The Fed's September dot plot showed two cuts priced in for 2027, down from four in June. The median FOMC member now sees rates at 3.75% by end-2027. For venture, this means the cost of capital remains structurally higher than any period between 2010 and 2022.
Why this matters: With the price of capital anchored above the 2021 era, marginal theses price out. The bar has shifted from "big category" to "underwritable milestone in 4–6 months." Plan your round, your timing, and your ask around that constraint.
Specific data point: The average Series A round in H1 2026 was $14.2 million (PitchBook, August 2026), up from $12.8 million in H1 2025 but still 35% below the $21.8 million peak in H1 2021. The median pre-money valuation for Series A is $58 million, roughly flat with 2025, versus $82 million in 2021. Valuation compression is real, but it's not uniform—it's concentrated in sectors where the 2021 thesis hasn't materialized.

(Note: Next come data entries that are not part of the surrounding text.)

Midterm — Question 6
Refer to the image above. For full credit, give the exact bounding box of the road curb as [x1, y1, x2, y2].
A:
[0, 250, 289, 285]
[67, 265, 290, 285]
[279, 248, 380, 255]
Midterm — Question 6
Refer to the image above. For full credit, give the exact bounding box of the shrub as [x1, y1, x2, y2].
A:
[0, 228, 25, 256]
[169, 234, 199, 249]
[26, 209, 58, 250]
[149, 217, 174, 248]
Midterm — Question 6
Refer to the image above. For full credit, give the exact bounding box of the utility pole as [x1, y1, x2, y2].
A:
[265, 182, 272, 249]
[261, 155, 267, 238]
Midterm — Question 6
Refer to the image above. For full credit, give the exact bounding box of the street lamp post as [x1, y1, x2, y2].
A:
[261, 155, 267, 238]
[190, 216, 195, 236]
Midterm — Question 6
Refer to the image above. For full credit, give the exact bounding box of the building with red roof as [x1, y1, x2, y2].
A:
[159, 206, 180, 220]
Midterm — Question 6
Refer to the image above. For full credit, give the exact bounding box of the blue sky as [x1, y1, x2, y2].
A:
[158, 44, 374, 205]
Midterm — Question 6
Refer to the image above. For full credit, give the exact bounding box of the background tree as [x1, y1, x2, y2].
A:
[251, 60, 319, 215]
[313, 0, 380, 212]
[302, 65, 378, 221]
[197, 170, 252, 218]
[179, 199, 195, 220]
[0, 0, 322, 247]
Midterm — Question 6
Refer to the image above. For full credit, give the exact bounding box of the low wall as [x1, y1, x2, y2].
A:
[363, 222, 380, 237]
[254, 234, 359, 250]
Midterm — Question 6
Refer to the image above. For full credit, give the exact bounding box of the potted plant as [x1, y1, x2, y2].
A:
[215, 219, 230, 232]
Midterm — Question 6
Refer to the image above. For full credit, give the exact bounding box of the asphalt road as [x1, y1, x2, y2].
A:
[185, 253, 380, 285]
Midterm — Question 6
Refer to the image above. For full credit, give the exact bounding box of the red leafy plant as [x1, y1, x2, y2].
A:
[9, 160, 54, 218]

UK: The Pension Reform Wildcard
The UK's Mansion House reforms, announced in July 2023 and implemented through the 2024-2025 regulatory cycle, are now showing measurable effects. UK defined contribution pension funds have committed £1.2 billion to venture capital and growth equity since January 2025, per the Association of British Insurers. That's up from £400 million in the prior 18 months.

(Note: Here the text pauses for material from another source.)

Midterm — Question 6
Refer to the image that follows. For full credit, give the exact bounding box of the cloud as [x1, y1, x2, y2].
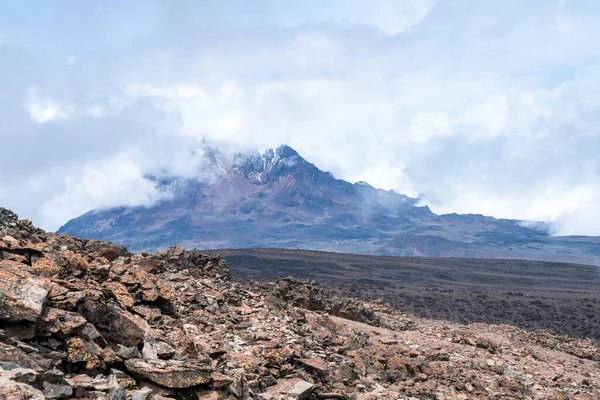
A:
[0, 0, 600, 234]
[41, 154, 171, 230]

The target: 5% of default DC fund allocations to unlisted equities by 2030. Current allocation is 0.8%. Even partial progress means £50 billion in new capital for UK venture over the next four years.
Altss angle: We track which UK pension funds are actually making allocations, not just signing MoUs. Our continuously refreshed data shows that 12 of the 30 largest DC schemes have made at least one venture allocation since January 2025. The remaining 18 are in active RFI processes. Fund managers with UK offices and track records in British deep tech, life sciences, and climate are disproportionately represented in the first wave.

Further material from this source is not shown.